Potentially irrigable dryland
This is land cleared of natural vegetation, cultivated, and not equipped with mainlines, but which can be so equipped, and for which there is sufficient water for annual irrigation if mainlines are installed. It has a lower value than equipped land, but higher than dryland and potentially irrigable veld.

Potentially irrigable veld
This is land that is currently veld, not cleared of natural vegetation, not cultivated and not equipped, but which can be irrigated if prepared and equipped, and for which there is enough irrigation water available to be cultivated annually. It has a lower value than potentially irrigable land, but a higher value than veld.

Transferring a water allocation

The transfer of a water allocation is allowed by the National Water Act. This usually happens when a farm is transferred from one owner to the next, but it can also be sold to be used for other purposes or on another property. This is possible because the water rights resides with the person or user and not the land. Originally, the entitlement was granted for use on a specific portion of land. These transfers are strictly controlled and regulated by the Department of Water Affairs.

A transaction of water-use allocation or water surrendering may take place under the following circumstances (National Water Act No. 36 of 1998):

  • The transfer must be in respect of water-use entitlements from the same water source (irrigation scheme or river, for example);
  • It must be physically possible;
  • The water-use entitlement must be lawful in respect of the Act.

Value of irrigation land
The value of irrigation land is largely influenced by:

Irrigation type
The cost of preparing lands for different types of irrigation differs and hence influences the value a buyer attaches to it. Examples of irrigation include flood, centre-pivot, drip, sprinkler, micro-jet, swivel boom, cannon sprayer, wheel-move, and dragline.

Soil potential

This influences not only the value of dryland, but irrigation land. Better dryland soils always make better irrigation lands. Well-drained soils allow for optimal irrigation whereas poorly drained soils make irrigation scheduling difficult. Tree crops, orchards and vineyards should never be planted on poorly drained soil. Nutrient levels always play a role in the value of soil because it is costly to rectify. It makes sense to pay less for soil with a low pH level, provided it is what the specific crop needs.

Climate

Climate restricts what can be planted and when.

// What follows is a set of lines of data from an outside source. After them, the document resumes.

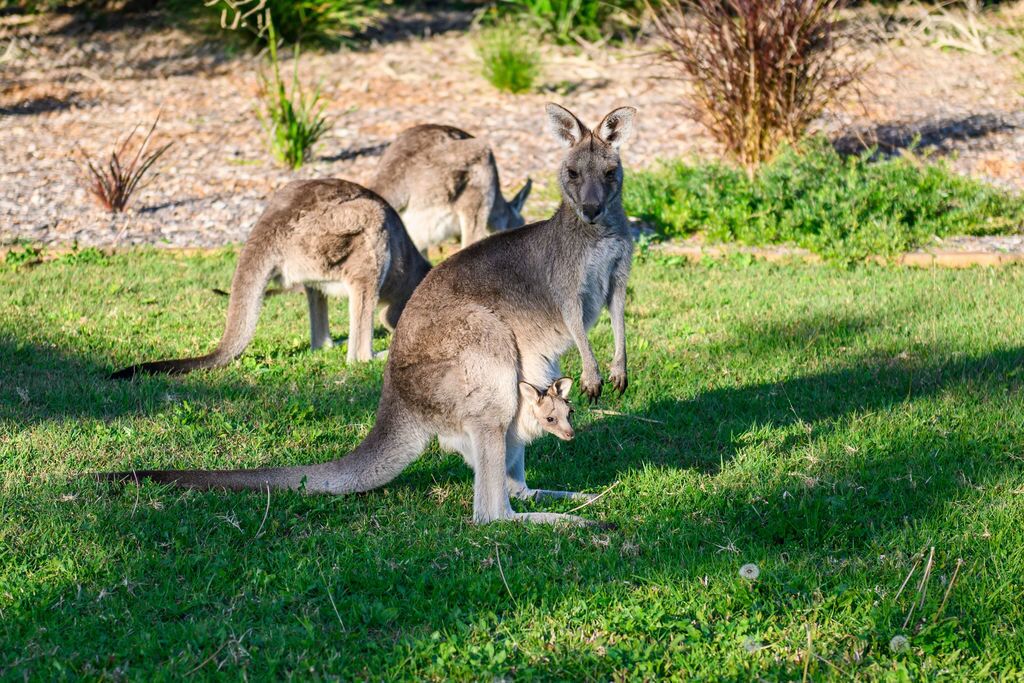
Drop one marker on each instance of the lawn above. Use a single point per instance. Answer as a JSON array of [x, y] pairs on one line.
[[832, 426]]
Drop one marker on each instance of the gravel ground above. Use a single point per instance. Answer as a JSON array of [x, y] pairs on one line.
[[67, 88]]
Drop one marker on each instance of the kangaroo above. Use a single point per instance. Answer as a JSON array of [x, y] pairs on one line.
[[444, 182], [333, 237], [545, 411], [500, 311], [540, 411]]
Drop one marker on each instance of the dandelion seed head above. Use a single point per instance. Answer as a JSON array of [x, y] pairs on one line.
[[750, 571], [899, 644]]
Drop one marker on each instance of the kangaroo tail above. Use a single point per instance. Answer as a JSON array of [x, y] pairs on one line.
[[250, 280], [394, 441]]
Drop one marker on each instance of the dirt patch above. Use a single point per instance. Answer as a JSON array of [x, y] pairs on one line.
[[65, 89]]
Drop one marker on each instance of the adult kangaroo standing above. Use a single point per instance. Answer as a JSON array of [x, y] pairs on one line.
[[500, 311]]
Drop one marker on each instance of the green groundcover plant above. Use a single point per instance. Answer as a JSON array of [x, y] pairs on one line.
[[844, 208]]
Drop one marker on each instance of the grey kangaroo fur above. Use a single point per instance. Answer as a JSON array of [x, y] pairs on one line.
[[444, 182], [496, 313], [335, 239]]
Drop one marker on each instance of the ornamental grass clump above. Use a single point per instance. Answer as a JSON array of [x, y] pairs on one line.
[[510, 57], [762, 70]]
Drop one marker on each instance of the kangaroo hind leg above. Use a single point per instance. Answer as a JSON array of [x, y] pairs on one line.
[[320, 327], [361, 302]]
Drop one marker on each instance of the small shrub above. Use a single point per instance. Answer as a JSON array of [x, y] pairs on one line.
[[845, 209], [511, 59], [87, 256], [293, 120], [323, 22], [762, 70], [567, 20], [114, 183], [28, 255]]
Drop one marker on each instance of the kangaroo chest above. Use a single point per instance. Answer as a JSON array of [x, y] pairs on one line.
[[598, 270]]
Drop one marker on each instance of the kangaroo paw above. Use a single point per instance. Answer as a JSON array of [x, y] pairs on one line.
[[557, 518]]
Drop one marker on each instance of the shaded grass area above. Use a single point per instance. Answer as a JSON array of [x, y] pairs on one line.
[[844, 208], [827, 425]]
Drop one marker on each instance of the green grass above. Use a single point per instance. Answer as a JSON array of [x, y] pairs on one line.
[[843, 208], [510, 57], [828, 425]]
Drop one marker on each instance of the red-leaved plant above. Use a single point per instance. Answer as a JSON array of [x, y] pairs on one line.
[[114, 182], [762, 70]]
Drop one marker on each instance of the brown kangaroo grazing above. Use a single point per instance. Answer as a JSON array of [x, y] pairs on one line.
[[335, 239], [496, 313], [444, 183]]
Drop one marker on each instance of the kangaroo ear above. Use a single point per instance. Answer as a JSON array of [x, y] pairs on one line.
[[529, 392], [617, 126], [561, 387], [563, 126], [520, 199]]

North- or south-facing orientation
Soil temperature on the north-facing slope of a hill or mountain is always higher than on the southern slope. This is especially important for the production of vegetables destined for fresh produce markets early in the season. The rows in most orchards run north-south and lands that can be planted to this orientation are better suited to orchards than lands elongated east-west, and accordingly have a higher value.

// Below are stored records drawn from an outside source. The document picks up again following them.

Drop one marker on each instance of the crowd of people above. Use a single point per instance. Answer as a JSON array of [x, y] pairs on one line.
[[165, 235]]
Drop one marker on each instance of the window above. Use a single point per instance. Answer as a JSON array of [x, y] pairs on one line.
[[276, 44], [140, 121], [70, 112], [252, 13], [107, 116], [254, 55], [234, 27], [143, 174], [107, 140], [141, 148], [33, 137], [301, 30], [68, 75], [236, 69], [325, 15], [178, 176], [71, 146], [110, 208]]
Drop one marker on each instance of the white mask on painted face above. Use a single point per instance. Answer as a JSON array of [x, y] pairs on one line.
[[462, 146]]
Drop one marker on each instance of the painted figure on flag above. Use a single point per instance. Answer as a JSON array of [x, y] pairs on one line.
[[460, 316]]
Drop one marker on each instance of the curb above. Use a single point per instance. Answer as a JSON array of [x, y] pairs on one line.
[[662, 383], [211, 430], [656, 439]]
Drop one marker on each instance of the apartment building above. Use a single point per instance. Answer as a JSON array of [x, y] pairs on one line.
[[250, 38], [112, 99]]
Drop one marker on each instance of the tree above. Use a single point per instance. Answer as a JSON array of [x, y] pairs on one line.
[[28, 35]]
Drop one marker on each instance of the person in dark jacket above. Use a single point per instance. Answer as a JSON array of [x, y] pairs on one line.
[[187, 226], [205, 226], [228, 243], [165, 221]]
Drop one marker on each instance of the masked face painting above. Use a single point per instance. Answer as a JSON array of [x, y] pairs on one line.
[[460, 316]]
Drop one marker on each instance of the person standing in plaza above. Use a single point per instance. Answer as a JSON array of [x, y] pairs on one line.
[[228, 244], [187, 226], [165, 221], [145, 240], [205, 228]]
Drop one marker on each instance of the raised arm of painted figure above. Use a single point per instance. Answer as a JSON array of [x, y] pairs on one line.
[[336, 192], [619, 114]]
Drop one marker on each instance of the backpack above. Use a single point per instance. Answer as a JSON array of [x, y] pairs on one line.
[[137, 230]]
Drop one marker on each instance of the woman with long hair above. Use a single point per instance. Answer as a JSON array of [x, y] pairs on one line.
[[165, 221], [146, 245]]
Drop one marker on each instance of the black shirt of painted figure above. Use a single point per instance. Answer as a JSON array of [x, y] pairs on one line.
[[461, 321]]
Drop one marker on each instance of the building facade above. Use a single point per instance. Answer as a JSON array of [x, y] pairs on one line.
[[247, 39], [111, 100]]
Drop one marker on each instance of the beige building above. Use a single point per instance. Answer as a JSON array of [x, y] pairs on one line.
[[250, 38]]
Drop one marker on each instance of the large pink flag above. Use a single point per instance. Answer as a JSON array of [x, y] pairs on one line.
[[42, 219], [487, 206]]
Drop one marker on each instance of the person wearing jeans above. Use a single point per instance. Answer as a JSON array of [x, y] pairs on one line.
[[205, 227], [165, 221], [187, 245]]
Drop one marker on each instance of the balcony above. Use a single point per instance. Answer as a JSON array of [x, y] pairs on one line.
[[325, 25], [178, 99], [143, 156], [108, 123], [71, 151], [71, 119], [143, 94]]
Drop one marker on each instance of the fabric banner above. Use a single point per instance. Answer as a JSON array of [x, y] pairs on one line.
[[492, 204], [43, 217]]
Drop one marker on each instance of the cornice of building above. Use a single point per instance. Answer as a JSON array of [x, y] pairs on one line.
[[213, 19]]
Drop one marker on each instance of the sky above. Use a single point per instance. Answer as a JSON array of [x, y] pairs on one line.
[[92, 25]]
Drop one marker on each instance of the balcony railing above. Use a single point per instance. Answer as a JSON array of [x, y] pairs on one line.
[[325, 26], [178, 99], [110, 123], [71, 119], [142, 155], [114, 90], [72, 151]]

Distance from water source
Not all lands close to a water source are suitable for irrigation. This is often the case with the banks of a river: soil on one bank may be good for irrigation, and that on the other unsuitable . As a result, lands are made and irrigated further away from the river, where there is better soil. Although it costs more to equip these lands, it does not mean that their value is higher. Cost does not equal value, and could even be lower due to the additional pumping and mainline costs.